Like all the planets in our solar system, the Earth spun itself out of dust, made mostly of nitrogen and helium, into a planetesimal, then finally into the ground our feet so briefly tread. Looking out my window, I see leaf and branch, rock and soil. Beyond my vision rivers flow into the ocean from which all life on earth came, built from carbs and lipids, proteins and acids. Until a few years ago, we believed all life required phosphorus, but scientists have discovered so there now exists a bacterium that replaces phosphorus with its toxic cousin, arsenic. There may be life forms out there, perhaps way out there, that replace carbon with silicon.

Name a planet—Mother Earth, Gaia—any way you want. Ancient Egyptians called the earth male, the sky in its distance and fire female, but naming didn’t make them so.



Wayan Gimble.  Collection of the writer.


A museum teeming with demons. 

Another lined with Madonnas.

Walter Spies’ spare and gorgeous starfish

Dickinson, Van Eyck, my philosopher, you, I, all evolved from one single-celled organism who, around four billion years ago, probably in a swamp, split in two. Little wombless cell, little fact, thanks for your ambition. Nature worked it out: put all your eggs in one basket, you have to surveille it; you can’t let it loose to roam. 

Nature, on the other hand, sets little bombs everywhere and lets them explode.


Diatoms, microscope photo by Chris Schwartz, Palmer Station, Antarctica, 2010

Complex life may have evolved and died out many times before our higher-order ancestors arrived and eventually dreamed up witches, but for over 80% of that time the earth belonged to bacteria and archaea—and there were a lot of them. Are. Phytoplankton generate half the world’s oxygen, and we created ‘male’ and ‘female’ remain a tiny minority. The terms don’t apply to fungi; lichens, which may live forever, reproduce asexually. Some lower plants reproduce through parthenogenesis, as do the odd scorpion, bee, velvet worm, goblin spider, pigeon and turkey; and an entirely asexual, all-female whiptail lizard. The female kobudai fish may become male at reaching her majority; when a female attains the top of the clownfish matriarchy, the dominant male will change to female and replace her in the ranks.

Who could resist enchantment?


My problem is personal because it’s biological. Where difference exists, who is the different one, and who decides what it means? As Guy Claxton says, ‘I am who I am because I am a body’—this one, female among other things; to me normal, chaotic as any, no more. Every pleasure and enchantment that takes me takes this flesh.

Which has a womb. Also an appendix. Or did, though I noticed its presence no more than I do, now, its absence, and many times less, I am sure, than any man present thinks of his penis.

Are you thinking of it now?

Most days of my life, when has my womb ever occurred to me, unless in the moment it was being inconvenient?

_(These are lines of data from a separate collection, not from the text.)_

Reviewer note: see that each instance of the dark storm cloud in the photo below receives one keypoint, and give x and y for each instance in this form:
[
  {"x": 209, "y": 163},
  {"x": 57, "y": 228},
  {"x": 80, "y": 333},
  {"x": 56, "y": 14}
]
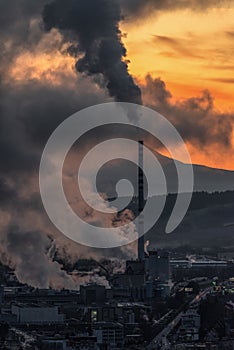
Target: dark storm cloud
[
  {"x": 195, "y": 118},
  {"x": 95, "y": 26},
  {"x": 134, "y": 8}
]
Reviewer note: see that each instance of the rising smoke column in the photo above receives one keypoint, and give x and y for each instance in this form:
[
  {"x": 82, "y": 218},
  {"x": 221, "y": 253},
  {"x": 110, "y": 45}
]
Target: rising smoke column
[{"x": 94, "y": 24}]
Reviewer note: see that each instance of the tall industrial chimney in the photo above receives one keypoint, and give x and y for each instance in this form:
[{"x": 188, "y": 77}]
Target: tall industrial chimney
[{"x": 140, "y": 202}]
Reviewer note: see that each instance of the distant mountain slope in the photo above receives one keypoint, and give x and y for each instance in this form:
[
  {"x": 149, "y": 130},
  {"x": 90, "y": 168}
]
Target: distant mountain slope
[{"x": 205, "y": 178}]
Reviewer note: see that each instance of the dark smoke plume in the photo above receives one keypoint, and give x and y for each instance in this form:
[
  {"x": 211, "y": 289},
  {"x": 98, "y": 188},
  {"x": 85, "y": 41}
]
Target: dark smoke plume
[{"x": 94, "y": 24}]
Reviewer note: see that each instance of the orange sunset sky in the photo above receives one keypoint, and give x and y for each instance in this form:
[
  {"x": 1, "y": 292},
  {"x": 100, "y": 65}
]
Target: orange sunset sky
[{"x": 190, "y": 51}]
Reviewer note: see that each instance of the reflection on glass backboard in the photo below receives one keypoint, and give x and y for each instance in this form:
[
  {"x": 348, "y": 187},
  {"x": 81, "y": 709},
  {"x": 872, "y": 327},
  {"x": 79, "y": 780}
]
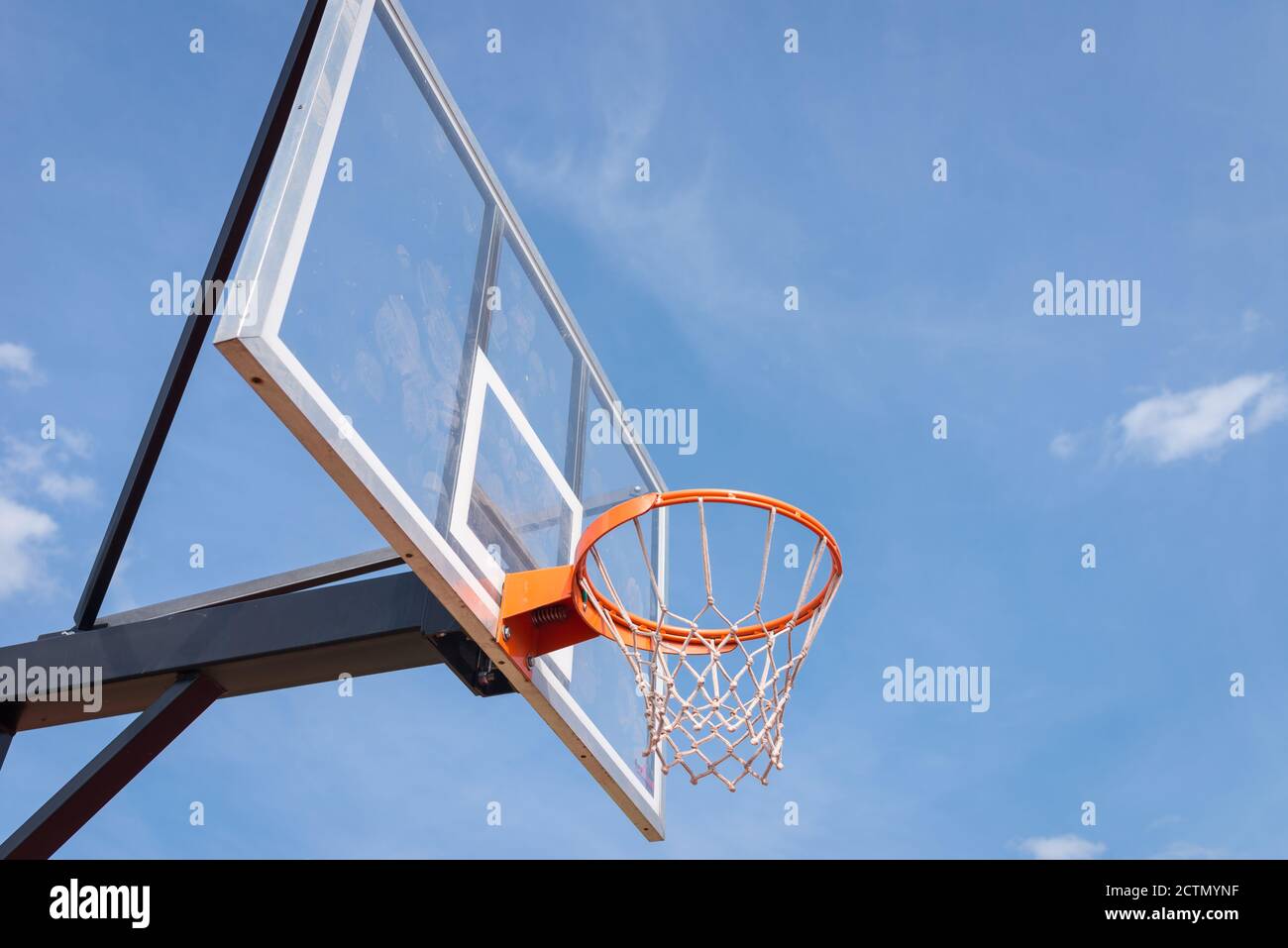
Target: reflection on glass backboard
[{"x": 404, "y": 329}]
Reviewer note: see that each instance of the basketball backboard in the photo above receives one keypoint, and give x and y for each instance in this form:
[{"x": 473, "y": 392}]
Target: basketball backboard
[{"x": 391, "y": 309}]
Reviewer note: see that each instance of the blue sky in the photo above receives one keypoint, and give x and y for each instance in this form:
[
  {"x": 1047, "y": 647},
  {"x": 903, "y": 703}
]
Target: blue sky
[{"x": 811, "y": 170}]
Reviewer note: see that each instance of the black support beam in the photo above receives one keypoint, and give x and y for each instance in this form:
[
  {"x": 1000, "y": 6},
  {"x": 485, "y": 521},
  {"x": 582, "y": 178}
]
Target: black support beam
[
  {"x": 361, "y": 627},
  {"x": 117, "y": 764}
]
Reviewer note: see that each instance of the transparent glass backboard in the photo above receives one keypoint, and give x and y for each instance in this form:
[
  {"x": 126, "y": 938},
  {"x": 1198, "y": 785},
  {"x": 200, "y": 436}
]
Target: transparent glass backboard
[{"x": 395, "y": 316}]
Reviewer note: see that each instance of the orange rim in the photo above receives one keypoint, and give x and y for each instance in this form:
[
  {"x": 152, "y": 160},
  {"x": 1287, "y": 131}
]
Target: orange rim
[{"x": 629, "y": 622}]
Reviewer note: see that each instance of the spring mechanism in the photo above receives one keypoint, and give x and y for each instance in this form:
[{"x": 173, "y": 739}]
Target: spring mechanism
[{"x": 549, "y": 613}]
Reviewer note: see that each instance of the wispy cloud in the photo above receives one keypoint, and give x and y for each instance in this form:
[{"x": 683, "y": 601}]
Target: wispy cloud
[
  {"x": 63, "y": 487},
  {"x": 1173, "y": 427},
  {"x": 18, "y": 365},
  {"x": 24, "y": 533},
  {"x": 1068, "y": 846},
  {"x": 40, "y": 467}
]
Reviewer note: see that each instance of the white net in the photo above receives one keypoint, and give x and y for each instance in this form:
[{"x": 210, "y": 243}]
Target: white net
[{"x": 715, "y": 687}]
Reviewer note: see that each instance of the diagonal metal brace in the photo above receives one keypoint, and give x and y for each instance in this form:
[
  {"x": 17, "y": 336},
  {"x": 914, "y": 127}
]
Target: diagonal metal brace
[{"x": 116, "y": 766}]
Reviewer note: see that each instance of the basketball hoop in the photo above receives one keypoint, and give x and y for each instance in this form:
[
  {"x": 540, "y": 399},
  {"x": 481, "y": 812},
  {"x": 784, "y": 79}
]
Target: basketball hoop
[{"x": 715, "y": 687}]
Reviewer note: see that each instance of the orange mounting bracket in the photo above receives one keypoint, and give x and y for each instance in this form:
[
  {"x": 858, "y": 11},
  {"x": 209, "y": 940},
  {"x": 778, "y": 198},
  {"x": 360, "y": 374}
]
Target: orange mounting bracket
[{"x": 541, "y": 614}]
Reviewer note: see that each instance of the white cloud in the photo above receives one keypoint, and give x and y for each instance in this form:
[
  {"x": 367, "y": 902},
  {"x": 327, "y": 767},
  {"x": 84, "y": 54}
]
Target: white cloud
[
  {"x": 22, "y": 536},
  {"x": 1177, "y": 425},
  {"x": 40, "y": 467},
  {"x": 18, "y": 364},
  {"x": 1068, "y": 846},
  {"x": 60, "y": 487}
]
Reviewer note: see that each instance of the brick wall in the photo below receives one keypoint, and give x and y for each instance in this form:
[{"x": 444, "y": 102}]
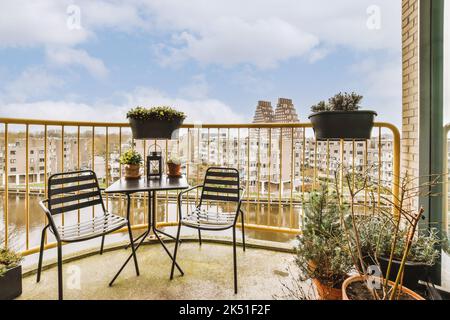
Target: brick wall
[{"x": 410, "y": 85}]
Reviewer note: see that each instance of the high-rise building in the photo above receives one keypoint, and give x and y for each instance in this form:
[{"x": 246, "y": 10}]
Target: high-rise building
[{"x": 264, "y": 112}]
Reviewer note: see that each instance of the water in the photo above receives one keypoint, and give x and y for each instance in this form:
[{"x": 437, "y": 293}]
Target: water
[{"x": 263, "y": 214}]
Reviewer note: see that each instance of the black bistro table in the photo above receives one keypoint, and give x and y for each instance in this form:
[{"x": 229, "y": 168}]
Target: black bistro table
[{"x": 151, "y": 186}]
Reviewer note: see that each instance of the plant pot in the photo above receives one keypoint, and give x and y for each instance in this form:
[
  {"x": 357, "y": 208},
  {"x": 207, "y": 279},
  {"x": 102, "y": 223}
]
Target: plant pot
[
  {"x": 11, "y": 283},
  {"x": 155, "y": 129},
  {"x": 413, "y": 272},
  {"x": 174, "y": 170},
  {"x": 346, "y": 125},
  {"x": 132, "y": 171},
  {"x": 327, "y": 293},
  {"x": 359, "y": 278}
]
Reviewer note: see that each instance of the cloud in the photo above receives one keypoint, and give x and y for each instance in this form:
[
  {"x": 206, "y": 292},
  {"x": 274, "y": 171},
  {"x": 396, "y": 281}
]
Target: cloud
[
  {"x": 231, "y": 40},
  {"x": 32, "y": 83},
  {"x": 264, "y": 33},
  {"x": 198, "y": 110},
  {"x": 68, "y": 56}
]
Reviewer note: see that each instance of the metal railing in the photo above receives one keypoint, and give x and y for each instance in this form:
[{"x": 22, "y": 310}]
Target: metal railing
[
  {"x": 446, "y": 197},
  {"x": 278, "y": 164}
]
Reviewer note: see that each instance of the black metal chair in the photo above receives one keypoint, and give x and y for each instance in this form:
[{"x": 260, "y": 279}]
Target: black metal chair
[
  {"x": 220, "y": 185},
  {"x": 72, "y": 191}
]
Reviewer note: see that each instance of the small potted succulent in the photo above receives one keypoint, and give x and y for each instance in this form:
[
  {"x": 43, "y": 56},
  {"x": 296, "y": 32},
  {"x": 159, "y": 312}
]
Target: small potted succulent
[
  {"x": 341, "y": 118},
  {"x": 174, "y": 166},
  {"x": 131, "y": 160},
  {"x": 10, "y": 274},
  {"x": 322, "y": 254},
  {"x": 154, "y": 123}
]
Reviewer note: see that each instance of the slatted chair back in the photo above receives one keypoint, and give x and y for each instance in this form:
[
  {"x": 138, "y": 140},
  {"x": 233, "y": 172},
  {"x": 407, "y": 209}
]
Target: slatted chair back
[
  {"x": 221, "y": 184},
  {"x": 72, "y": 191}
]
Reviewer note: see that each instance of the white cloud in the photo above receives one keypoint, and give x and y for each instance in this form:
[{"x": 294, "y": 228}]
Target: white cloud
[
  {"x": 198, "y": 110},
  {"x": 34, "y": 82},
  {"x": 231, "y": 40},
  {"x": 67, "y": 56},
  {"x": 265, "y": 32}
]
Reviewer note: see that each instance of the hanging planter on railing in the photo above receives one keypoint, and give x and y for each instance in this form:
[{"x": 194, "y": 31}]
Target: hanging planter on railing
[
  {"x": 155, "y": 123},
  {"x": 341, "y": 118}
]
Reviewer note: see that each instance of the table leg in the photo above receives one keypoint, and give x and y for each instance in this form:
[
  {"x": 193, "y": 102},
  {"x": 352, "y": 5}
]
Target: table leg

I’ve thought less about reproduction than pleasure or love, which pre- and post-date my fertility. I have no children, but even a woman who connects pleasure with that kind of creation will, vastly most of the time, work to prevent rather than enable it, its possibility an impediment to, not a vehicle for, enchantment. Her tools for doing so may make her a witch. Male imagining may constrain her.

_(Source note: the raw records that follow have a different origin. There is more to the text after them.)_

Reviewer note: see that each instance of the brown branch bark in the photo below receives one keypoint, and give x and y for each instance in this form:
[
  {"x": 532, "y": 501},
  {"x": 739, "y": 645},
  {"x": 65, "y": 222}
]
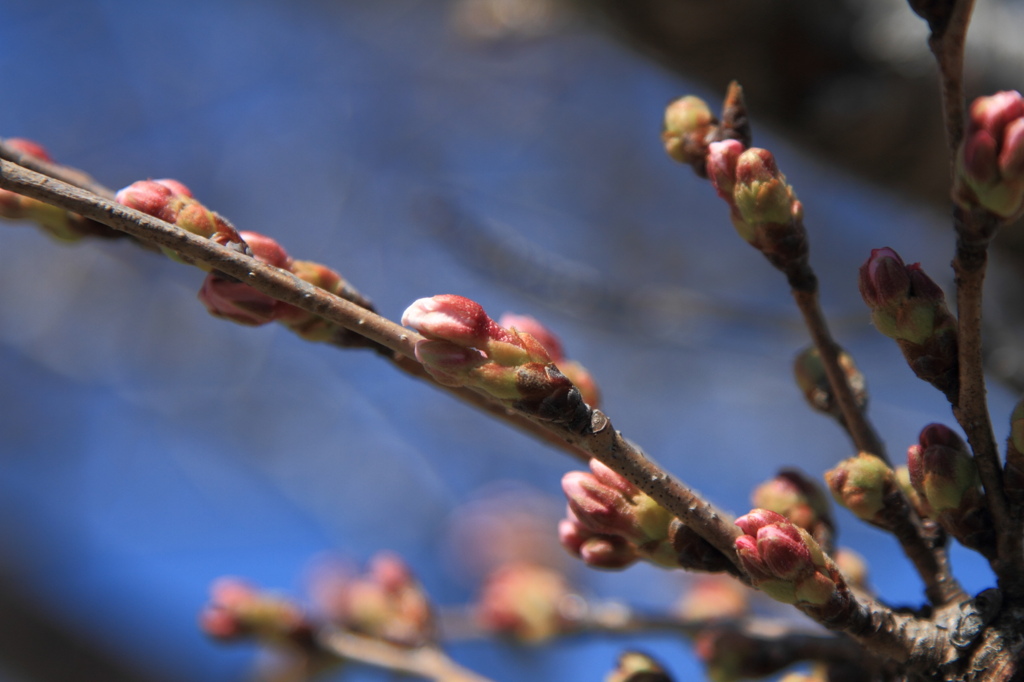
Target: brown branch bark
[
  {"x": 863, "y": 434},
  {"x": 598, "y": 437},
  {"x": 426, "y": 662}
]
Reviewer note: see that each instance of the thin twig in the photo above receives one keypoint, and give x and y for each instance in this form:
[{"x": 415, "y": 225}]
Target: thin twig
[
  {"x": 928, "y": 557},
  {"x": 860, "y": 430},
  {"x": 426, "y": 662},
  {"x": 66, "y": 173},
  {"x": 598, "y": 437},
  {"x": 971, "y": 411}
]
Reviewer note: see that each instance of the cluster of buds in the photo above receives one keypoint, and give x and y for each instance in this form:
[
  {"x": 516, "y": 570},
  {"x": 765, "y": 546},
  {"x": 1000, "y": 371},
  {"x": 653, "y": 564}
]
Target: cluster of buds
[
  {"x": 637, "y": 667},
  {"x": 809, "y": 372},
  {"x": 863, "y": 484},
  {"x": 908, "y": 306},
  {"x": 610, "y": 523},
  {"x": 799, "y": 499},
  {"x": 465, "y": 347},
  {"x": 54, "y": 221},
  {"x": 763, "y": 207},
  {"x": 526, "y": 602},
  {"x": 784, "y": 562},
  {"x": 386, "y": 602},
  {"x": 1013, "y": 479},
  {"x": 238, "y": 609},
  {"x": 172, "y": 202},
  {"x": 227, "y": 298},
  {"x": 714, "y": 598},
  {"x": 990, "y": 161},
  {"x": 945, "y": 477}
]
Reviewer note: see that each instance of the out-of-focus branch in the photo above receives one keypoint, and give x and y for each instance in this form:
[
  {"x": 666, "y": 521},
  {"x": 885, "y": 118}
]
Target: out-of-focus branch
[{"x": 425, "y": 662}]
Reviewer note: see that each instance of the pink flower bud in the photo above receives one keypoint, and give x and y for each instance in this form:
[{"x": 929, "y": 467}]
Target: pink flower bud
[
  {"x": 543, "y": 335},
  {"x": 758, "y": 518},
  {"x": 784, "y": 552},
  {"x": 797, "y": 498},
  {"x": 1014, "y": 470},
  {"x": 809, "y": 372},
  {"x": 941, "y": 468},
  {"x": 761, "y": 193},
  {"x": 861, "y": 483},
  {"x": 238, "y": 301},
  {"x": 990, "y": 162},
  {"x": 524, "y": 601},
  {"x": 636, "y": 667},
  {"x": 884, "y": 280}
]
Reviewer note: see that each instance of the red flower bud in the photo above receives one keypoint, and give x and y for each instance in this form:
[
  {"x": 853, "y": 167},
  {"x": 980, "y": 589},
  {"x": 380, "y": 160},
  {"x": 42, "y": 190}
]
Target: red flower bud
[{"x": 990, "y": 162}]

Enchanted, I am my least gendered, most queer, beside myself, self and estranged, taken not by otherness but within it, my animal body, its desire and pleasure, its fiery orbits, its suspension and velocity in time.

Freedom, surrender.

A woman, I forget to think of myself. I forget the gaze that writes me over, Madonna or witch, and gaze beyond the frame, betraying nothing.



Diatoms, microscope photo by Chris Schwartz, Palmer Station, Antarctica, 2010


Under the microscope in the lab, diatoms, golden, arrayed with spines and tails and jewel-like structures: tiny parachutes, elaborate balloons too small to see except through miraculous lenses—no ordinary creatures; breathers-out; givers of life; you ancient ones who will survive us – joining as we do into colonies fantastically shaped: stars, streamers, fans defined by bodies—

No life like this—

Beauty slips its knots, passing strange, and real. 

Given a choice, taking one, I choose the sky.

Then again—

Is it different for you?


Works cited: 

Bowles, Nellie 2018 ‘Custodian of the patriarchy’, New York Times, 18 May (accessed May 2018)

Dickinson, Emily, ‘He fumbles at your soul’, j3154, Fr477. Emily Dickinson Archives. Facsimile, MS Am 1118.3 (262). Houghton Library, Harvard University, Cambridge, Mass. (accessed April 2018; transcription by author)

Dickinson, Emily, ‘I found the words to every thought’, J581, Fr436. Emily Dickinson Archives.  Facsimile, 173d, Houghton Library, Harvard University, Cambridge, Mass (accessed April 2018; transcription by author)

Graham, Jorie 1995 ‘San Sepolcro’, in The Dream of the Unified Field: Selected Poems 1974-1994, New York: HarperCollins, also at Poetry Foundation (accessed April 2018)

Lawrence, DH 1915 St Mawr. The Short Novels, vol 2, London: William Heinemann

Perry, Sarah 2017 The Essex Serpent, New York: Custom House

Rekdal, Paisley 2018 ‘Four Marys’, Agni 87 (Spring)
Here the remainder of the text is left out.